With the Borders club being disbanded by the SRU in 2007 Danielli moved to Ulster. His try scoring feats for Ulster did not go un-noticed with the IRB stating he was close to making the IRB player of the year list in 2009. His rate of nearly a try every two games made him one of the most dangerous wingers in the Magners League.

==International career==
Danielli represented England Students and Under 21s. However, in January 2003 he opted to play for Scotland. He made his international debut against Italy during the World Cup warm-up match in August 2003 scoring a try. In his first start of the 2003 Rugby World Cup against the US, when he scored two tries in a Scottish victory and went on to impress throughout the 2003 World Cup tournament. He also scored a try in his Murrayfield Six Nations debut against England in 2004.

He dropped out of the international picture in 2005, but was recalled to the Scotland squad for the 2006 Six Nations championship. He was also picked as part of the Scotland 2007 World Cup training squad. He struggled to regularly break into the Scottish first-fifteen due to competition from the likes of the Lamont brothers and Chris Paterson.

However, he returned to the international scene on 28 February 2009 (against Italy in the Six Nations) with a try-scoring man of the match performance. He would continue to start throughout this campaign. After injury he returned to the Scotland team again for the match against Italy during the 2010 Six Nations Championship.

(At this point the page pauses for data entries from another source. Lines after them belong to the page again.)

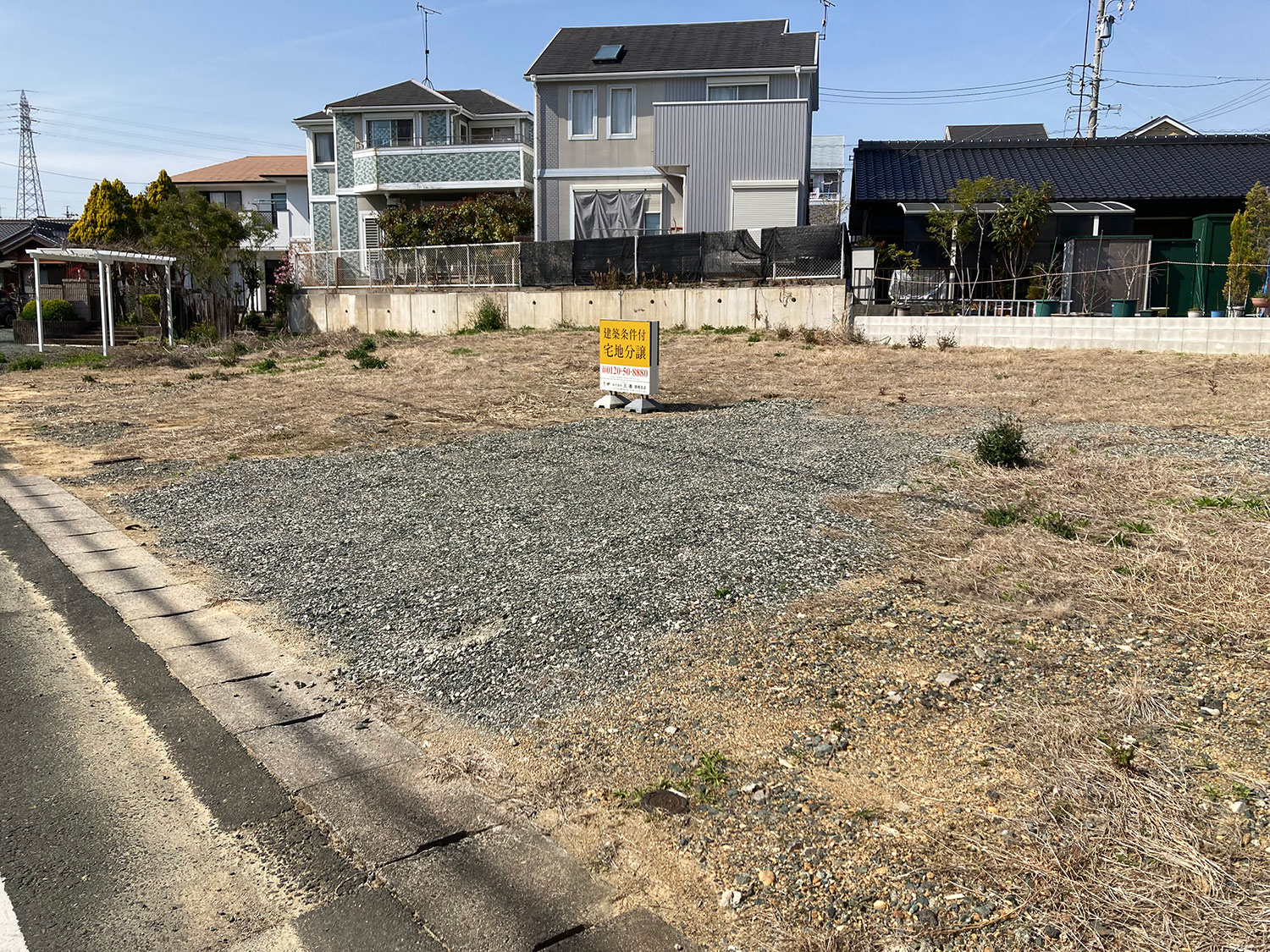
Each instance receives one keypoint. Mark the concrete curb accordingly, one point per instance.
(478, 881)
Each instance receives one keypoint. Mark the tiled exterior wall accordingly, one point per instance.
(350, 238)
(439, 167)
(345, 141)
(323, 226)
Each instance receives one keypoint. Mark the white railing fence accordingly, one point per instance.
(434, 266)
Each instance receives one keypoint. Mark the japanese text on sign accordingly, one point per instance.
(629, 357)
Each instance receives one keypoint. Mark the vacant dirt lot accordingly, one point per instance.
(998, 708)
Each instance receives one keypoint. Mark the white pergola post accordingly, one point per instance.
(104, 292)
(170, 312)
(109, 299)
(40, 311)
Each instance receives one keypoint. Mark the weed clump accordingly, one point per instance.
(1003, 444)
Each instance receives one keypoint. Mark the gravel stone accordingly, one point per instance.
(512, 574)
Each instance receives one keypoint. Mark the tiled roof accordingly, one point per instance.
(251, 168)
(400, 94)
(1080, 169)
(673, 47)
(18, 231)
(478, 102)
(985, 134)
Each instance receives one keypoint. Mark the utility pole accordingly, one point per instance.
(30, 195)
(1102, 41)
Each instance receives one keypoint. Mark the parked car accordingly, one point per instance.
(8, 310)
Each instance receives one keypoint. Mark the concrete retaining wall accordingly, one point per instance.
(1198, 335)
(820, 306)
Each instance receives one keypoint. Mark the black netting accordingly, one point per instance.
(732, 256)
(602, 256)
(809, 251)
(546, 264)
(672, 256)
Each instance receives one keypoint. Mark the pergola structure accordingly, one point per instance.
(104, 261)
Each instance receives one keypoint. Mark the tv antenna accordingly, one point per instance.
(30, 193)
(427, 53)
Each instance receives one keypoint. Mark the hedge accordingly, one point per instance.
(55, 310)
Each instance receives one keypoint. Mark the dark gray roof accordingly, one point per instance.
(478, 102)
(671, 47)
(1080, 169)
(47, 231)
(985, 134)
(400, 94)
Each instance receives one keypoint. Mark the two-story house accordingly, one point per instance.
(411, 145)
(272, 185)
(673, 127)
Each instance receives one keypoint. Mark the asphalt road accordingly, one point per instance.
(130, 820)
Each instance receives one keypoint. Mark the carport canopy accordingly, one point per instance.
(104, 259)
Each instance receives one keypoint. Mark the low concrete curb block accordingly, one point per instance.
(477, 881)
(394, 812)
(505, 890)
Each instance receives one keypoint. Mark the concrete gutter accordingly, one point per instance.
(475, 878)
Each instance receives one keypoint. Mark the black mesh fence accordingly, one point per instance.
(808, 253)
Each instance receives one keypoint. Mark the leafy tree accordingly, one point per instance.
(1018, 225)
(480, 220)
(962, 228)
(109, 217)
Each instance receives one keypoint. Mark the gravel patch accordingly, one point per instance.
(513, 574)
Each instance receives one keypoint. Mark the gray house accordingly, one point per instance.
(673, 127)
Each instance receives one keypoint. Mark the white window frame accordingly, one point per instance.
(367, 118)
(765, 81)
(632, 134)
(594, 109)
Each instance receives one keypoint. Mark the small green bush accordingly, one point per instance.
(1003, 443)
(489, 315)
(1002, 517)
(53, 310)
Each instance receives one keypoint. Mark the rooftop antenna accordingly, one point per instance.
(30, 195)
(427, 52)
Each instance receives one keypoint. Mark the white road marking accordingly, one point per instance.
(10, 936)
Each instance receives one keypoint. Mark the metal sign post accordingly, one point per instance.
(629, 357)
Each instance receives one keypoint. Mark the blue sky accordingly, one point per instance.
(180, 85)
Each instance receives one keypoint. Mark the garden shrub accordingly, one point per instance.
(55, 310)
(1003, 443)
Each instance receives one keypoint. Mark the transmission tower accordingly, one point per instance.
(30, 195)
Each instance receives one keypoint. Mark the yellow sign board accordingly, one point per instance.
(629, 357)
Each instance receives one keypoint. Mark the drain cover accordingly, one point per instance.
(668, 800)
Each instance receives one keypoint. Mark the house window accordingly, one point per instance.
(494, 134)
(621, 112)
(733, 89)
(384, 134)
(582, 113)
(230, 200)
(324, 147)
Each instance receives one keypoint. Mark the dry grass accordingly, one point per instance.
(431, 391)
(1162, 537)
(1120, 847)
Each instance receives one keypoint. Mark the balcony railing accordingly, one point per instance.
(507, 139)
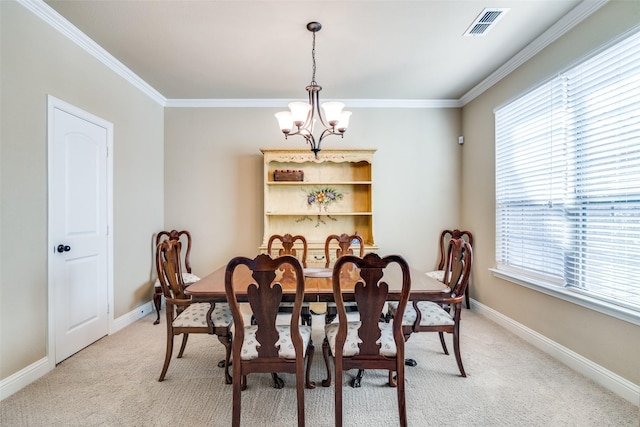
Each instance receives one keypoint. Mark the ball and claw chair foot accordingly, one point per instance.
(278, 382)
(356, 382)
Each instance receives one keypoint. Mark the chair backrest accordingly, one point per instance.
(168, 267)
(457, 270)
(264, 295)
(177, 235)
(288, 241)
(447, 235)
(370, 294)
(344, 246)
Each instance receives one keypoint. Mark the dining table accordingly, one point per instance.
(318, 288)
(318, 285)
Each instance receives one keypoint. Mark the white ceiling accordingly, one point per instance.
(236, 49)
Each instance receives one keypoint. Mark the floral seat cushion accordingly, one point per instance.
(195, 315)
(351, 348)
(249, 346)
(187, 278)
(431, 314)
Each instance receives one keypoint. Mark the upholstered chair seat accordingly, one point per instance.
(195, 316)
(431, 314)
(351, 347)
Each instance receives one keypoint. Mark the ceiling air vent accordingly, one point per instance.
(485, 21)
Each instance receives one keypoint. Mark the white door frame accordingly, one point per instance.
(52, 104)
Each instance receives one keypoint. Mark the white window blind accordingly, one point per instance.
(568, 179)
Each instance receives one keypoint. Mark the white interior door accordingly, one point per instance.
(78, 210)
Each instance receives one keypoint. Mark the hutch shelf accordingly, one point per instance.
(334, 196)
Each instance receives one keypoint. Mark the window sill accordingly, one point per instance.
(622, 313)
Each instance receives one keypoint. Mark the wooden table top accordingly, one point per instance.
(318, 285)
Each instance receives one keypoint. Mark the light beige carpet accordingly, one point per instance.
(509, 383)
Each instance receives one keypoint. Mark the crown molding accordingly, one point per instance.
(564, 24)
(282, 103)
(57, 21)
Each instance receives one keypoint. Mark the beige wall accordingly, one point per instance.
(36, 61)
(609, 342)
(213, 177)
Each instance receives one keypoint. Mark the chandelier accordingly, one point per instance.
(304, 115)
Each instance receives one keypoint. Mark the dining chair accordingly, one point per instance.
(442, 313)
(187, 277)
(342, 245)
(368, 343)
(445, 236)
(267, 347)
(184, 316)
(285, 244)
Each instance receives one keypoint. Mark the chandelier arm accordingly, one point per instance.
(306, 129)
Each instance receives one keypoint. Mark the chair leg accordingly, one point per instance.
(300, 386)
(226, 341)
(167, 357)
(338, 391)
(185, 337)
(456, 349)
(157, 301)
(325, 353)
(310, 350)
(402, 406)
(444, 345)
(237, 398)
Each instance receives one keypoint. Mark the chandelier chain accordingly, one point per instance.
(313, 58)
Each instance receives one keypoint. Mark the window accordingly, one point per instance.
(568, 180)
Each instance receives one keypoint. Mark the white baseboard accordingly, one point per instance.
(23, 378)
(31, 373)
(611, 381)
(127, 319)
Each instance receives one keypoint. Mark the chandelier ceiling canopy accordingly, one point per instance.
(302, 117)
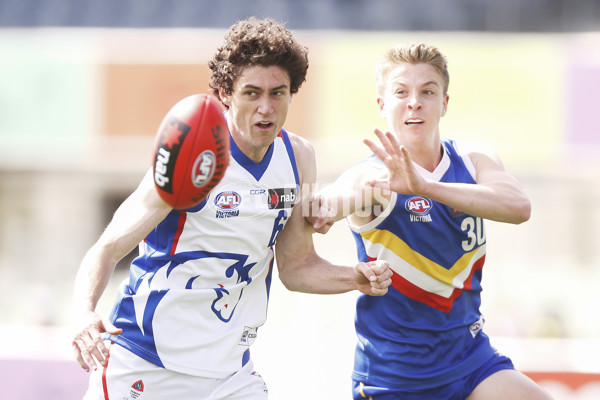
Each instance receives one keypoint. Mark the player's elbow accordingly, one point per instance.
(522, 211)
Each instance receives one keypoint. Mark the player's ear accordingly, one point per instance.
(380, 104)
(445, 106)
(225, 98)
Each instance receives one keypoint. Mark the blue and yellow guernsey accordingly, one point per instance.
(426, 331)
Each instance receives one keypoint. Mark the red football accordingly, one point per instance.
(191, 152)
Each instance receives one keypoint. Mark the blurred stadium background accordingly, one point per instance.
(84, 85)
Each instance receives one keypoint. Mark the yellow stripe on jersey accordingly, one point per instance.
(402, 250)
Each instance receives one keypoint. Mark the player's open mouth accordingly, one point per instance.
(264, 125)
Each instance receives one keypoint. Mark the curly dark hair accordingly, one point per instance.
(261, 42)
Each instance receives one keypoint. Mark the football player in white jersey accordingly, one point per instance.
(183, 321)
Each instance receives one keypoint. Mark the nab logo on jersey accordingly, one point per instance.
(418, 205)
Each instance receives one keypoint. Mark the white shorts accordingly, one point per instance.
(129, 377)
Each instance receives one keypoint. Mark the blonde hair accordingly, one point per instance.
(419, 53)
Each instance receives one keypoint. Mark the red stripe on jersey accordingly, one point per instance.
(104, 384)
(436, 301)
(180, 225)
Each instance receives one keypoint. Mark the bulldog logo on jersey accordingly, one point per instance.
(281, 198)
(136, 389)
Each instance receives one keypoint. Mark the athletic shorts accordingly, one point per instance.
(129, 377)
(457, 390)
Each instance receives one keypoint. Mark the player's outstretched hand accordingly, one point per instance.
(403, 177)
(88, 345)
(319, 213)
(373, 278)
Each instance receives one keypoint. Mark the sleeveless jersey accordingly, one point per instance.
(426, 331)
(199, 289)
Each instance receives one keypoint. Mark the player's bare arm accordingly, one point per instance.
(134, 219)
(300, 267)
(349, 196)
(497, 195)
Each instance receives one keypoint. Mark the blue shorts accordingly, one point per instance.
(457, 390)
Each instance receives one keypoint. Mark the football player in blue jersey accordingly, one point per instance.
(183, 322)
(419, 203)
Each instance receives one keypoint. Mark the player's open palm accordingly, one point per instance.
(403, 177)
(88, 344)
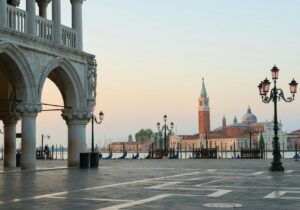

Despite Danielli having few starts for Scotland in the run up to the 2011 Rugby World Cup he started in Scotland's opening game against Romania, scoring two tries in the 75th and 78th minutes saving Scotland from an embarrassing defeat.

==Retirement==
Danielli announced his retirement from professional rugby on 10 May 2012, after an injury disrupted 2011–12 season where he has failed to achieve fitness after a series of back injuries.

==Personal life==
Danielli was married to Olivia Danielli. They have three children. The couple married in 2009 and separated in 2014.

In April 2015, Danielli assaulted Michael Browne, suspecting him of having an affair with his wife Olivia Danielli. He was fined £500 in April 2017. In November 2015, he tested positive for cocaine.

In August 2015, Danielli's estranged wife Olivia Danielli damaged his car, for which she was fined £500 and ordered to pay £1,800 in damage repair costs. This was challenged in 2017, with the defence claiming the car was legally the property of Olivia Danielli.